Basta deixar os velhos em casa e voltar à normalidade. Quem for jovem ou tiver histórico de atleta nada sofrerá. Talvez uma “gripezinha”, um “resfriadinho”. Vamos mandar as crianças pra escola, voltar aos escritórios, lotar o transporte público. Vida normal. Afinal, o que são cinco ou sete mil mortes, em sua maioria de idosos, diante da ameaça ao lucro do empresariado?

A pergunta que faço é: quem merece morrer? Ao genocídio de negros e pobres, dos aposentados improdutivos que oneram a Previdência, ao feminicídio crescente, aos assassinatos por trans e homofobia soma-se o coronavírus. Sabemos que na disputa por um respirador, na escolha de quem vive ou morre, a necropolítica seguirá a serviço do capitalismo selvagem e sujo, descartando as “peças” que a falta de saneamento e a urina dos ratos de esgoto não deram conta de eliminar. Na cabeça do presidente, pobre não morre fácil assim. E se tiver que morrer, paciência.

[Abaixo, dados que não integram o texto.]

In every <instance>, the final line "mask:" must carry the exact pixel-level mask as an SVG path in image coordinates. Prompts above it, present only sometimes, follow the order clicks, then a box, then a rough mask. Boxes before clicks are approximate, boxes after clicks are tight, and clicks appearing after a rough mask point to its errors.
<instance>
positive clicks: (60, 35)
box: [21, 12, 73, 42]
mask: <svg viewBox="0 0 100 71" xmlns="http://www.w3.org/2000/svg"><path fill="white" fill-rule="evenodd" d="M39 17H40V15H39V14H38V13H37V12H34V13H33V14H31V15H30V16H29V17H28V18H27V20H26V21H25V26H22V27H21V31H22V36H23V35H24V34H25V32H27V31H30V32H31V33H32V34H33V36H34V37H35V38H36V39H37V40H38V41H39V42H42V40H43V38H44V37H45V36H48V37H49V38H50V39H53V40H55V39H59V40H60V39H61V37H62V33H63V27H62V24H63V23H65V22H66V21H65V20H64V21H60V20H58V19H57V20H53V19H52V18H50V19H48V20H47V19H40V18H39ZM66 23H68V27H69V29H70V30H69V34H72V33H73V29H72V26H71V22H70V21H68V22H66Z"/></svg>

Como bem pontuou a médica Júlia Rocha: “Qual o problema de morrerem uns mais velhos? Qual o problema de morrerem uns deficientes físicos? Uns gays? Uns deficientes visuais, uns auditivos? Qual o problema de morrerem uns favelados, uns pretos, uns indígenas, uns pobres?” E conclui de forma contundente: “Isso não te lembra nada? O problema é que isso é a construção de um grande campo de concentração.”

A guerra que deveria estar sendo travada contra a covid-19 deu lugar a uma disputa antecipada pela faixa presidencial. Ao contrariar as determinações dos governadores, especialmente os de São Paulo e Rio de Janeiro, e recomendar que a população volte à rotina, o presidente, num pronunciamento infeliz que gerou críticas no mundo inteiro, tenta uma “cartada de mestre” que, na sua cabeça com pouca ou nenhuma cognição, isolaria seus adversários. Peão desastroso no tabuleiro do jogo político, ignora a confluência de forças que o levou ao poder e se torna refém da própria vaidade e arrogância.

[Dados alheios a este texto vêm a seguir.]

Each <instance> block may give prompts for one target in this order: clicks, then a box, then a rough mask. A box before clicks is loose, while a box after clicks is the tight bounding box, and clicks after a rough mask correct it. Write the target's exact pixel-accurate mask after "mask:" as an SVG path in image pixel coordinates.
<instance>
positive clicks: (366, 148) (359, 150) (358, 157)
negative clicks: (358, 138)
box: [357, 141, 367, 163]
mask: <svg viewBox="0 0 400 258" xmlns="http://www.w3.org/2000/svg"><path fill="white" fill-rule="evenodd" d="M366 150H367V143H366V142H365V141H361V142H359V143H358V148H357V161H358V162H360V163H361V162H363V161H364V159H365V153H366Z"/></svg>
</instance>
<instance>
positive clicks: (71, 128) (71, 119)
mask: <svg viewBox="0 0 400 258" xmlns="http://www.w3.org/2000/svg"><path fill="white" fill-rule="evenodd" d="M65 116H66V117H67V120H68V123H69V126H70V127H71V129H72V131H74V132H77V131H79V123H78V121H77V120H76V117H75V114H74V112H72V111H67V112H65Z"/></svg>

Na contramão de todas as recomendações internacionais e de seu próprio ministério, sugere que as pessoas retornem ao trabalho, que as escolas e universidades retomem as aulas e minimiza a gravidade dessa pandemia, colocando em risco toda a população e botando em xeque o sistema de saúde público e privado.

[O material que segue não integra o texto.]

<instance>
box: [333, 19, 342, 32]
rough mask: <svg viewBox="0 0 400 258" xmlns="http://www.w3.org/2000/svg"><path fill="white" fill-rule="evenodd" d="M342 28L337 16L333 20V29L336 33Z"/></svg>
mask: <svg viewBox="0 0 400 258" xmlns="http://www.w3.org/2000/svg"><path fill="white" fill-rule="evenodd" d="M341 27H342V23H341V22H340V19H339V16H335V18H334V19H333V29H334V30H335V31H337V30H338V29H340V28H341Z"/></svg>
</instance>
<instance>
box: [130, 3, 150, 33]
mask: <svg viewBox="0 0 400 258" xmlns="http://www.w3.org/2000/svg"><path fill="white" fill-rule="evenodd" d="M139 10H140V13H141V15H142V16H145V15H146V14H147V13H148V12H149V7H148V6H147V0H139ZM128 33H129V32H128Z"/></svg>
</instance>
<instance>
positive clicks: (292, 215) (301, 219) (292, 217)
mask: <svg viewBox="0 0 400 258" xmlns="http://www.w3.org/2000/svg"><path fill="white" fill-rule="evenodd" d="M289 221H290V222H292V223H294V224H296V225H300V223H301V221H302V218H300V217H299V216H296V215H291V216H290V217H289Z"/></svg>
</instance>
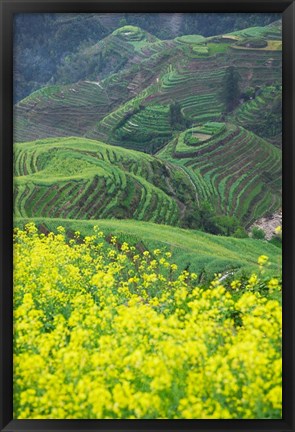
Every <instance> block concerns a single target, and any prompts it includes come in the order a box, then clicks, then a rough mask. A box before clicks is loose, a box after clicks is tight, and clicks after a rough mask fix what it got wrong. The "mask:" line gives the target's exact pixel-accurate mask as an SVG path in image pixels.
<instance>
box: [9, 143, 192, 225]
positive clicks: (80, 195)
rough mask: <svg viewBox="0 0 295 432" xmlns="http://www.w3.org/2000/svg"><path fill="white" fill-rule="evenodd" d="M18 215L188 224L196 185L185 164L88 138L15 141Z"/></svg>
mask: <svg viewBox="0 0 295 432" xmlns="http://www.w3.org/2000/svg"><path fill="white" fill-rule="evenodd" d="M14 169H15V172H14V179H15V197H14V199H15V205H14V209H15V215H16V216H21V217H41V216H42V217H54V218H58V217H61V218H70V219H79V218H81V219H99V218H118V219H121V218H124V219H126V218H134V219H138V220H148V221H155V222H157V223H163V224H170V225H182V224H183V220H184V219H185V216H186V212H187V211H189V210H190V203H191V199H192V197H193V196H195V189H194V187H193V185H192V184H191V182H190V179H189V176H188V175H187V174H186V173H185V172H183V170H182V169H181V168H178V167H173V169H171V168H169V164H166V163H165V162H163V161H161V160H160V159H158V158H155V157H152V156H149V155H145V154H142V153H139V152H135V151H131V150H126V149H121V148H118V147H112V146H110V145H107V144H103V143H101V142H97V141H92V140H87V139H85V138H59V139H54V138H52V139H47V140H39V141H36V142H29V143H21V144H16V145H15V164H14Z"/></svg>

Ele não está sozinho, não é insano e sabe perfeitamente das graves consequências. Ele disse que o “brasileiro se joga no esgoto e não pega nada”. Ele tem um projeto nefasto e não importa quantos pobres, pretos, idosos, gays, travestis, mulheres, deficientes tenham que morrer para que se satisfaça a sanha do capital. Ele fez do coronavírus seu cavalo e com o sabre do descaso vai ceifando as vidas que valem menos. Ele não é louco, ele é desumano.